SURF Projects for Summer 2019

  • Creating a python package

    Building a new python package that reimagines existing MATLAB code for building aligned hierarchies, a representation for musical scores. This builds on work published at ISMIR 2016, but requires no background knowledge in music information retrieval (MIR). Students interested in this project should have experience coding in python (ie. CS 111), and they should be excited by the prospect of building code that will be publicly available.
  • Interactive Visualization

    The Interactive Aligned Hierarchies also builds on the aligned hierarchies, but links the static output to the score. This will allow for interactive exploration of both the score and the representation simultaneously. Students interested in this project should have experience designing large-scale projects and are excited about connecting visualizations with sound files.
  • Data Science Education

    (Possible funding) As part of a TRIPODS+X grant, there is summer work to explore investigating students’ data science misconceptions before and after their first formal course in data science.
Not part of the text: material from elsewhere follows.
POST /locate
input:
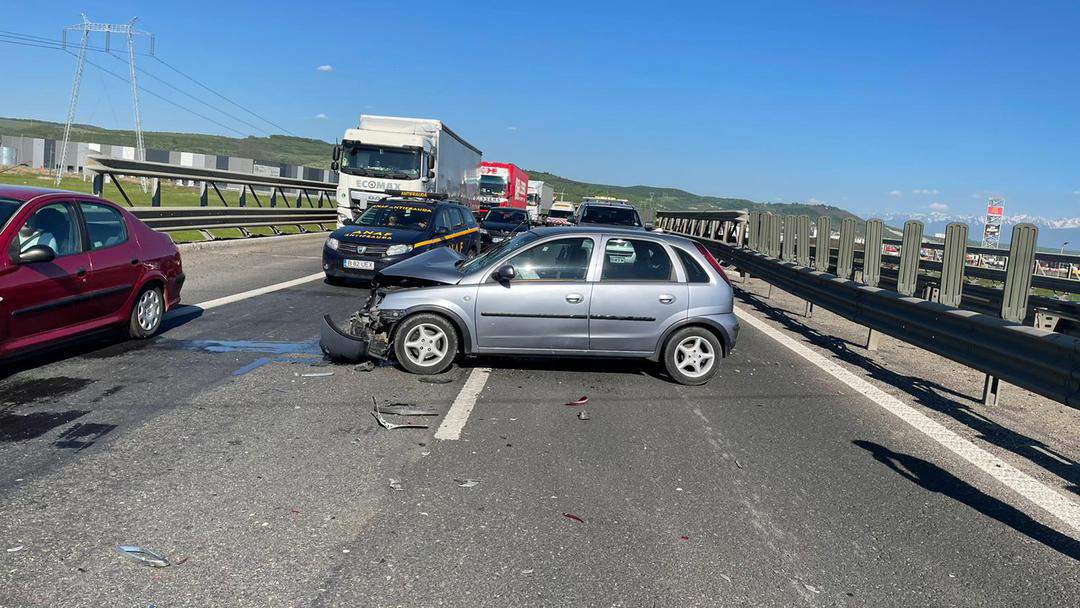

This project will rely on aspects of text mining in addition to data management.

Research Interests in MIR

My research is in applied mathematics. Specifically, I work at the intersection of network theory and machine learning. Working with high-dimensional and often noisy datasets, I seek to extract salient information from each data point to inform meaningful comparisons between the data points. Viewing my data as networks is essential to the techniques that I create. This network point of view introduces natural questions such as what data points cluster together? and what relationship does network structure have to the high-dimensional data domain at hand? These kinds of questions are naturally approached with theory from the fields of numerical linear algebra, statistical learning, complex networks, and machine learning.

To be more precise, I work with data based on cultural artifacts, specifically sets of musical songs. To perform the analysis of the dataset, I begin by individually analyzing each datapoint and creating Aligned Hierarchies for each one. These aligned hierarchies are created by identifying repeated structure at a variety of sizes, and are smaller, coarser representations of the original data. I use the aligned hierarchies to create a network representation for the whole dataset which I then use to perform the analysis of the dataset.

Currently, I am working with data based on Mazurkas. Thus my work is relevant and interesting to the field of Music Information Retrieval (MIR). My approach of treating the data, in this case the songs, as a complex network on which mathematical theory and machine learning principles can naturally be applied. Thereby my work is interesting to both the mathematical and machine learning communities. Additionally, this network approach frees me to find structure without limiting myself to well known and studied musical objects such as chords or codas.

Simplistically, my present goal is to compare songs without listening to them. In this work, my song comparisons are task-dependent; I may be looking for exact matches of a recording, for cover songs of a specific song, or for remixes of all or part of a particular song. In MIR, these different comparisons are called tasks. My approach, regardless of task, is to build a representation space for the dataset created from the individual multiscale signatures that represent each song. To create the aligned hierachies for a song, my algorithm finds repeats in the song matrices at a variety of sizes.